The argument is that Basarwa are being used by foreigners who have better living conditions to the poor Bushmen whose destiny is squalor and ignorance. Also the attack has been that Europeans treat Basarwa like animals, some kind of tourist attraction. That may indeed be so. At one time, some ten years ago I used to believe that line of argument by the government. I remember 10 years ago at Lincoln College, off Turl Street at the University of Oxford, I engaged two British and a German, good friends of mine. The argument was simple and yet compelling. It ran something like this: “You see the government of Botswana has a responsibility to its citizens. Its responsibility is to see every Motswana benefit from the resources of the country equally. If you keep Basarwa in the CKGR, you mean that their children and their children’s children will never have a chance to become lawyers, doctors and nurses. They will forever be condemned to a life of roaming in parks after the ever shrinking natural resources of the country. At some point they will have to join the rest of the society. It’s either we do it now or we wait for that inevitable stage to take place sometimes in the future. Additionally, there can’t be one law for the Bushmen and another one for everyone else. If they stay in the parks they would want to hunt without a license which is unacceptable.”

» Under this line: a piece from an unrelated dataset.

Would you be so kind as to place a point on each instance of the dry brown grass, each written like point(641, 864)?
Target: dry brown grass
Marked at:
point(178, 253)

That was 10 years ago, and for many years I believed that logic. That was until I the argument that there was no mining in the CKGR fell away. It became clear to me that we have been made to support a false argument. We thought that the government wanted to improve the lives of the Basarwa, while the grand plan has been to remove them for the sake of mining. Now, we have learnt that the government has granted Gem Diamonds Limited a 25 year license to mine diamonds in the CKGR. Moutlobu o dule, noga e iponatsa sentle.

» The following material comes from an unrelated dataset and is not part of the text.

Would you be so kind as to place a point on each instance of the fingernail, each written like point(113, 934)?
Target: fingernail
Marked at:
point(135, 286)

Now the call is getting louder. Initially it was led by Survival International and Mr Roy Sesana. Now many are beginning to realise that what is happening in the CKGR borders on brutality against a minority people of the Kgalagadi desert. The call is a simple one. Give the Bushmen of the Kgalagadi water to drink! Why is this such a difficult thing to do? Now people in the arts (actors and and Hollywood stars) are arguing for the boycott of Botswana tourism as well as Botswana diamonds. There is no need to try and outdebate Survival International. Festus Mogae, a man much brighter than the current lot tried it and it was such a waste of energies and time! I heard him successfully take on a rowdy lot in a Sussex auditorium in 2004. It was ill-advised. Sometimes facts matter less; appearances speak volumes. What the government should have done is come out clean on the CKGR matter. They should have simply moved the Basarwa for mining purposes without trying to be paternalistic and thinking that they can think for the Basarwa ÔÇô in effect thinking that the Basarwa have no clue about what’s best for them. They should have proposed the move just like they would for any tribe in Botswana. What will it take for the Botswana government to treat the Basarwa fairly and justly? Approaching the courts only works in the interest of the Bushmen.

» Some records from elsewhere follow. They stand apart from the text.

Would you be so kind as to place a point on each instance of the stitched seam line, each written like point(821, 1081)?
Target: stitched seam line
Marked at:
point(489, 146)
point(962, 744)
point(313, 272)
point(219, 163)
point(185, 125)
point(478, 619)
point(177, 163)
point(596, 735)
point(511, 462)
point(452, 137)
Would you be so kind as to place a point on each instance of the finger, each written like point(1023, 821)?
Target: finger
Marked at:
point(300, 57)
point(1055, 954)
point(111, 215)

Who ever heard of anyone in the 21st century approaching the courts to ask for a right to borehole water? No, the government should feel compelled to provide water for the Basarwa and not to go through a lengthy and costly legal process. It is terrible PR for Botswana. Will it take a full boycott of Botswana’s goods; beef, diamonds and tourism for the government to listen to the cries of the thirsty Basarwa? I repeat the call and I add my voice to the swelling clarion: Give the Basarwa water to drink! Whether they are being used by tourists and white foreigners or not, they have a right to a decent drink of water. I know some are saying our call for the government to provide Basarwa with drinking water is unpatriotic. We reject such a charge and instead argue that it is unpatriotic to deny some citizens of Botswana simple drinking water. Is it because Basarwa are despised in this country? I appeal to the government to give the Bushmen water, as a matter of urgency. The boycott, if successful will hurt this country dearly, unless the government gives the Bushmen water to drink.